Dr. McCoy popped in for the results of the analysis and found Christine ashen and staring at the computer screen. He looked at the results and dug for his medical scanner. A quick pass made him shoo her to the bio-bed. As Christine struggled to come to grips with being the twenty-fourth crew member caught in this plasma web baby boom Dr. McCoy gathered her medical data.

"You are pregnant," he said. "You already knew that from the data you just cataloged. I don't know why you're so much later than the others. Your eggs must have been fertilized at very literally, the last moment of viability."

She sighed, "Lucky me. Okay, give it to me, who is the father, Spock or Jim?"

"Christine, honey, there's just no easy way to say this; you're having twins, fraternal twins."

"Fraternal twins?" Her mind jumped to an unthinkable situation. "Oh, no. No, no, no! This is not happening!"

"A boy for Jim and a boy for Spock." Neither spoke for a long time.

"I think someone's going to notice one human baby that looks like Jim and one Vulcan baby. Do you have any idea what they're going to say? I can hear it now- all the comments about the three of us. Oh, Leonard, what am I going to do?"

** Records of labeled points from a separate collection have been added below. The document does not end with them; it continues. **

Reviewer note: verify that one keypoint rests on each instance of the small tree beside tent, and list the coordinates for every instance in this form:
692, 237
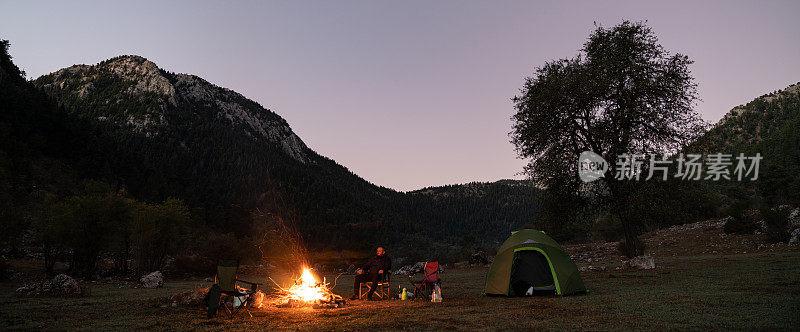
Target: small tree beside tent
531, 263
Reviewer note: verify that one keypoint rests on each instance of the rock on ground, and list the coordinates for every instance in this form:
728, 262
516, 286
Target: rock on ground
152, 280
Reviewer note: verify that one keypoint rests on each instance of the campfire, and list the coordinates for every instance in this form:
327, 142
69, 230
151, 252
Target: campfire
307, 291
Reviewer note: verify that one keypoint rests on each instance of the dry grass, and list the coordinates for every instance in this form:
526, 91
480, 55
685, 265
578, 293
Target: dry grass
745, 291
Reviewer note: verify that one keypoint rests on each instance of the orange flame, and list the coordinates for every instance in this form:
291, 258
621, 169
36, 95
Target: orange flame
307, 289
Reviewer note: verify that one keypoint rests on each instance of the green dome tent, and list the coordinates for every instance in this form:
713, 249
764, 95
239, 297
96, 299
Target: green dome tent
530, 262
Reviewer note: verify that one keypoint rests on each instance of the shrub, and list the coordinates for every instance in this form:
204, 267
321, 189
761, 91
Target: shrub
739, 226
624, 248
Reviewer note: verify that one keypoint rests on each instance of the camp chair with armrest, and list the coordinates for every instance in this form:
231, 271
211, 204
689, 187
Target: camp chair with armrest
225, 284
426, 286
383, 287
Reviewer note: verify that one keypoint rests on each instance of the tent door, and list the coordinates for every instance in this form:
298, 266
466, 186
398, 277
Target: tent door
531, 275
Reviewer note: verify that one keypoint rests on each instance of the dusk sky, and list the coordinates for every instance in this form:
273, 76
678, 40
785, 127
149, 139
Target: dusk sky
405, 94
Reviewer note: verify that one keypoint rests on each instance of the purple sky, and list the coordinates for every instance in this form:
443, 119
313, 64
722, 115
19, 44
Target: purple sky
405, 94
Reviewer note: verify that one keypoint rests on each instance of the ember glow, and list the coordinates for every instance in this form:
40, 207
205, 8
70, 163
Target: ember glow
305, 290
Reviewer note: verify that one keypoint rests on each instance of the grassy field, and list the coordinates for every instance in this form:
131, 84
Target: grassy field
745, 291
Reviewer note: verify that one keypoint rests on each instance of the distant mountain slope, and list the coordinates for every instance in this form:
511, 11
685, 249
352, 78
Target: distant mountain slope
179, 135
769, 125
215, 148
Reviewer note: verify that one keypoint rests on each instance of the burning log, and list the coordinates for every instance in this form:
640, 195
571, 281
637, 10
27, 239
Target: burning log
307, 291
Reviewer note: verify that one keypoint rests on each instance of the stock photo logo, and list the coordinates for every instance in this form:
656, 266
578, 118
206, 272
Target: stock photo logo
714, 167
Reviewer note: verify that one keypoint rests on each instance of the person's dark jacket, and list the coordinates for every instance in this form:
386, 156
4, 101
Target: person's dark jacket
378, 263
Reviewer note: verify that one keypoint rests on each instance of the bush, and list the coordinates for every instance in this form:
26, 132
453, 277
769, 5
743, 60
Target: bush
625, 249
777, 222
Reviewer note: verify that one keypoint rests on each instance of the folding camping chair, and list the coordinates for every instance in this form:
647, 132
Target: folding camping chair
383, 287
426, 286
225, 284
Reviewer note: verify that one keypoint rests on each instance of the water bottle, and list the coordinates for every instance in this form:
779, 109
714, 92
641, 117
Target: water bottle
437, 294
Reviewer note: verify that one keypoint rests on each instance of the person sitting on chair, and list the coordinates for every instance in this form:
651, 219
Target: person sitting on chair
372, 272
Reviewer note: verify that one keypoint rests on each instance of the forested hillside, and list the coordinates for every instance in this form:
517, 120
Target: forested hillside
145, 133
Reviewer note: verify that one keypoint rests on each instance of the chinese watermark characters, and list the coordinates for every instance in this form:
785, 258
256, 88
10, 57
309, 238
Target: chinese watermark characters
713, 167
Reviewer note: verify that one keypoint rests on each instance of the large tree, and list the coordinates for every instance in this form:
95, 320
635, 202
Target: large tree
623, 93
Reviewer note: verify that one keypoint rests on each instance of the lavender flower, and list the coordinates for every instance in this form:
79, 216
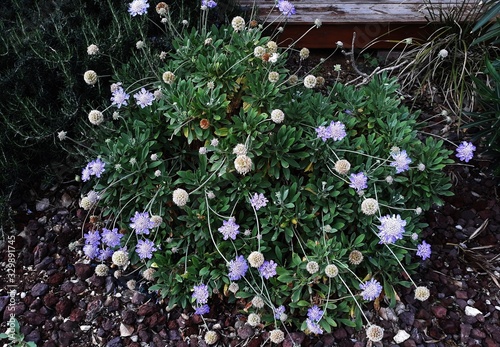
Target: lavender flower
200, 293
315, 313
237, 268
465, 151
138, 7
144, 98
258, 201
337, 131
91, 251
401, 161
120, 98
92, 238
314, 327
203, 309
208, 3
105, 254
111, 238
370, 289
268, 269
141, 223
229, 229
424, 250
324, 133
145, 249
278, 312
358, 181
286, 7
391, 228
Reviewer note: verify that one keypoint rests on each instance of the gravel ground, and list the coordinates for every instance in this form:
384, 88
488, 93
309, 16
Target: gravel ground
60, 302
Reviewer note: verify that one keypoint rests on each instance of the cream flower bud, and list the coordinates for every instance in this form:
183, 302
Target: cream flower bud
90, 77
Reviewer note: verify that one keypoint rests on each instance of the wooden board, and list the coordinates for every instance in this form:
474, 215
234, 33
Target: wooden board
389, 20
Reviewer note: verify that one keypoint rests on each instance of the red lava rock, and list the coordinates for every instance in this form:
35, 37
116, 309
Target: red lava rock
63, 307
39, 289
16, 309
439, 311
55, 279
477, 334
340, 333
77, 315
34, 318
146, 309
83, 271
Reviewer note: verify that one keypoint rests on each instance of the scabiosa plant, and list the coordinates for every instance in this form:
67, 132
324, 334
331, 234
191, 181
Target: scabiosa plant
465, 151
424, 250
286, 7
358, 181
401, 161
229, 229
258, 201
145, 249
391, 228
138, 7
141, 223
268, 269
144, 98
370, 289
237, 268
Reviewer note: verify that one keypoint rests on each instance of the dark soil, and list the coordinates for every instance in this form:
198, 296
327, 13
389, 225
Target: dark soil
61, 302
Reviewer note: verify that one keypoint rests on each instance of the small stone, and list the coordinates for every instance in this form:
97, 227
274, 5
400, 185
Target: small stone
401, 337
83, 271
126, 330
472, 311
439, 311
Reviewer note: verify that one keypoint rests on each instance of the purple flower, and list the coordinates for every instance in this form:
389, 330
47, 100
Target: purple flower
120, 98
401, 161
111, 238
92, 238
370, 289
105, 254
465, 151
237, 268
200, 293
391, 228
424, 250
258, 201
141, 223
337, 131
315, 313
208, 3
268, 269
314, 327
144, 98
358, 181
86, 173
91, 251
229, 229
201, 310
324, 133
138, 7
278, 312
286, 8
145, 249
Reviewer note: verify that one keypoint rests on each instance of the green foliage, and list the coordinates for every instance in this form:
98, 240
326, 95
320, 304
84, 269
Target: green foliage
215, 133
14, 335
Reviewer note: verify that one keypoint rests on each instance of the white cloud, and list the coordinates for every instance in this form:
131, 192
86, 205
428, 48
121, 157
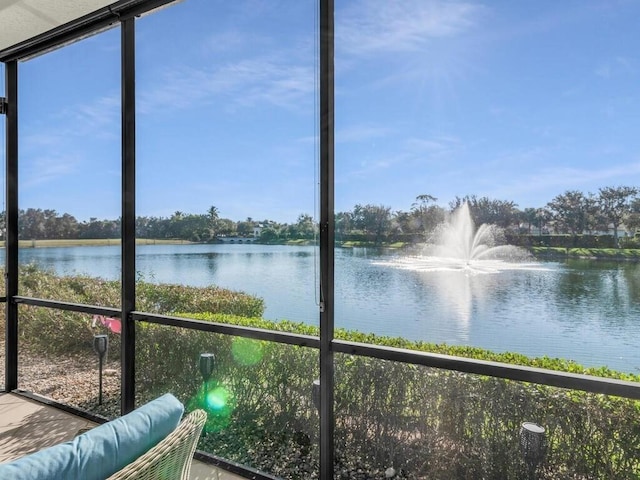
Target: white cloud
374, 26
48, 168
361, 133
615, 67
247, 83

"You can apply for termination if you want it. Star Fleet has given every pregnant crewman has that option in this case. This was hazardous duty and beyond their control. Only one crewman has requested it."

"I can't do that Leonard. This is a gift and we don't know why this has happened to all of us yet. It's just that, well, I have plans, had plans."

"There is no reason you can't continue on with those plans. You will have some kind of settlement with Star Fleet over this. They are going to want to study all the babies for a long time due to the unusual circumstances of their conception, and just the radiation dose alone. This is not for the grapevine yet, but I am telling you – Star Fleet says we are too far out to be recalled, even for twenty-three, uh, twenty-five unplanned babies. They have told us to deal with it. They want us to re-assign guest quarters to make room for babies and they want us to reassign duty rosters to accommodate the mothers and fathers. We are not due back to Earth for eighteen to twenty months. They want to take advantage of our predicament and study the possibility of permanent on-board families. Congratulations, Christine, you're about to change Star Fleet policy! Don't ask me how we are going to manage. It's not like we can make a call and get temps to help out."

"Oh, Leonard, this is going to be so embarrassing; the gossip, the whispers, the eyebrows. What happened on that planet was just between us, now it's going to be paraded all over Star Fleet. Every place we go, everybody we meet will be gossiping about me screwing the captain and the first officer. There will be hundreds of dirty jokes about us. There will be dirty jokes about the Enterprise. There will be insinuations about Jim and Spock. All our professional reputations will be in shambles! What am I going to do?"

"For now, you don't have to do anything except go and tell them they are going to be fathers. The three of you will have to decide what to tell and what to keep to yourself. It's your business and no one has to know anything you don't want to tell them. I would imagine one of them will want to marry you, maybe both. Maybe you could have a plural marriage. Those are recognized by Star Fleet."

"They are if you're from Dendron III and a follower of their prophet Kantro Artera, which we're not, Leonard."

"You could convert. Think of it – two husbands! Think of the possibilities! You will be the envy of every woman on the ship."

"You're only thinking of what it would be like with two wives. You couldn't keep up Leonard."

"Yes, but you're the girl. They have to keep up with you, he said. "Go on home and figure out what you're going to tell them. Let me know when you've done that. I don't want to let the cat out of the bag."